No, I'm not going to let it go. . .Black women and forgiveness


Being a black woman, to society, seems to mean that we have to forgive all the atrocities that happen against us. Not only do we have to forgive, but we need to forget and let it go. 
No more. 
Forgiving is one thing, but when you forget what happens to you, you're giving permission for it to happen again.

You're rewarding bad behavior and not teaching people a lesson on how they should treat you. If you've read comments on stories about black women who are victims of crimes, you'll see that the victim is blamed for what happened to her. 

But let's be clear, there is a war on black women. And sadly, black men are participating in it. 
Janese Talton-Jackson, 29, was shot and killed Friday morning in Homewood, Pittsburgh after leaving a bar, and the suspect is now in custody after being shot by police.
This isn't the first time this has happened and the hashtag: #youoksis has come under fire when women talk about street harassment. But the problem with this is people think black women should look forward to men catcalling them as they walk to work, to the store or go on their daily routine.

And last week, a Harlem man forced the mother of his children to walk outside naked and pose by trash because he said she cheated.  
Jason Melo, 24, beat and choked his 22-year-old girlfriend in their W. 142nd St. apartment in front of her 2-month-old daughter before forcing the woman into the cold for the medieval-style degradation, cop sources said. 
The brute punched the victim in the face and crotch and threatened to kill her if she didn’t disrobe, put on a towel and leave the apartment, sources told the Daily News.
Video of the Sunday morning incident, as the temperature hovered in the 30s, shows the woman wrapped in the towel being filmed by a man speaking Spanish who derides her as a “b---h” and “a thot” (an acronym standing for "that ho over there").
The man says he’d caught her talking to “seven other men.”
But he said he was sorry. Insert eye roll.

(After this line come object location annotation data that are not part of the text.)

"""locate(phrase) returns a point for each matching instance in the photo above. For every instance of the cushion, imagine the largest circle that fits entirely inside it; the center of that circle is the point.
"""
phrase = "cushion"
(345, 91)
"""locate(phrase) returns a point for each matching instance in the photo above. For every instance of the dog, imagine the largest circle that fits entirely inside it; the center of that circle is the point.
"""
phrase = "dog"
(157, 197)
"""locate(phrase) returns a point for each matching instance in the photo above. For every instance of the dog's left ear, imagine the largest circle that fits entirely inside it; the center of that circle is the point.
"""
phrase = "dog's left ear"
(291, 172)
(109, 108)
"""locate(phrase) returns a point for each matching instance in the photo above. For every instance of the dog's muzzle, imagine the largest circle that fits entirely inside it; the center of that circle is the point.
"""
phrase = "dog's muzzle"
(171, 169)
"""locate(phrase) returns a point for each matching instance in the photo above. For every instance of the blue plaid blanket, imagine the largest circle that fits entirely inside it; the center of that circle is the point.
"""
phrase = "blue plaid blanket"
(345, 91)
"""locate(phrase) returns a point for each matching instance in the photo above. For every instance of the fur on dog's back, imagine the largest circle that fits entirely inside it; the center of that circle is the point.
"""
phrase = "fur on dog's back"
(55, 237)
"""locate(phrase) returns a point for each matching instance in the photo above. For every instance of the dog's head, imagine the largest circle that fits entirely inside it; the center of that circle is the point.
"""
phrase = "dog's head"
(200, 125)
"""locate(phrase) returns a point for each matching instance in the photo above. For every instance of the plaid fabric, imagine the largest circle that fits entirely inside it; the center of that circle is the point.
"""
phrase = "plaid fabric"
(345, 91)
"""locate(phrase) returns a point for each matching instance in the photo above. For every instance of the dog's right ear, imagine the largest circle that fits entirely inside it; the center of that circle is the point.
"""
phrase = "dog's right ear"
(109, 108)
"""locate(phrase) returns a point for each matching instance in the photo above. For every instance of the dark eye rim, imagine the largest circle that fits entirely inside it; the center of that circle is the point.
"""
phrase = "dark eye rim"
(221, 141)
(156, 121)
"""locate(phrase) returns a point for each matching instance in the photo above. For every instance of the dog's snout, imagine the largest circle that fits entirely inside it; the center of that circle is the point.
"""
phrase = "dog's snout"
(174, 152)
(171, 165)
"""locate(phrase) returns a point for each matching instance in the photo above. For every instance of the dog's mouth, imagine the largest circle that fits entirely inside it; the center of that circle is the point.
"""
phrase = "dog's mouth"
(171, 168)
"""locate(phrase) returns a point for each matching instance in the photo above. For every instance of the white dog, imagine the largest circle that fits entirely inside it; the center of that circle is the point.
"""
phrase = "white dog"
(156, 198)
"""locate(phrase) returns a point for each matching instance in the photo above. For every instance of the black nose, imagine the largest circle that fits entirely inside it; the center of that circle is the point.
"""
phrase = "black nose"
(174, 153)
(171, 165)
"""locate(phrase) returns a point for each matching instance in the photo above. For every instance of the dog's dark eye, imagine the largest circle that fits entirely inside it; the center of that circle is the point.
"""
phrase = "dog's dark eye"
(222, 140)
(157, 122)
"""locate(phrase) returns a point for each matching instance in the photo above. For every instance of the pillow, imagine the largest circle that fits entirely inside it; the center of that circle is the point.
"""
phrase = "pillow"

And when Black women try to uplift themselves on social media or in the community period, we are met with scorn and a bunch of bullshit. Take #Blackgirlmagic for instance.
Dr. Linda Chavers wrote an editorial piece for Elle Magazine (cause we know how Elle celebrates black women and Dr. Chavers is black by the way) denouncing Black Girl Magic.
Honestly, Lord only knows how this is going to play out. I had already written the piece, and I'd pitched to Elle before. I've pitched that piece to other places. I'm not a full time writer. I write small pieces as a freelancer to pay my bills. I'm being very honest here. I don't make shit up. I don't do crap for crap's sake, but that's why I do what I do. I'm trying to write a memoir and I'm a freelance writer and I need to write. I honestly had not followed the controversy about Elle with the hairstyle thing. I know of the controversy overall and I agree with the criticism, like, oh, Black people, we've been doing for decades and a white woman who does it, it's oh my God, it's so cute. It's been going on for a long ass time and it's not specific to Elle. It's not. It's been going on since I was 9 years old. Frankly, if you ask me why Elle? It's because in terms of what I'm being criticized for. What I'm being criticized for has been going on for longer than I was alive and it's not specific to Elle.
It's as if we're damned if we do, damned if we don't. When I look at the black mothers who've lost their children --sons and daughters -- at the hands of violence, whether it's police, domestic terrorists or neighborhood violence, I'm always pissed that people expect them to forgive the killer less than hours after experiencing the worst pain in their lives. Black women can't be angry, even in situations where anger is a natural reaction.
Because if we show anger, then we are the angry black woman and everything that we say is illogical and unfounded.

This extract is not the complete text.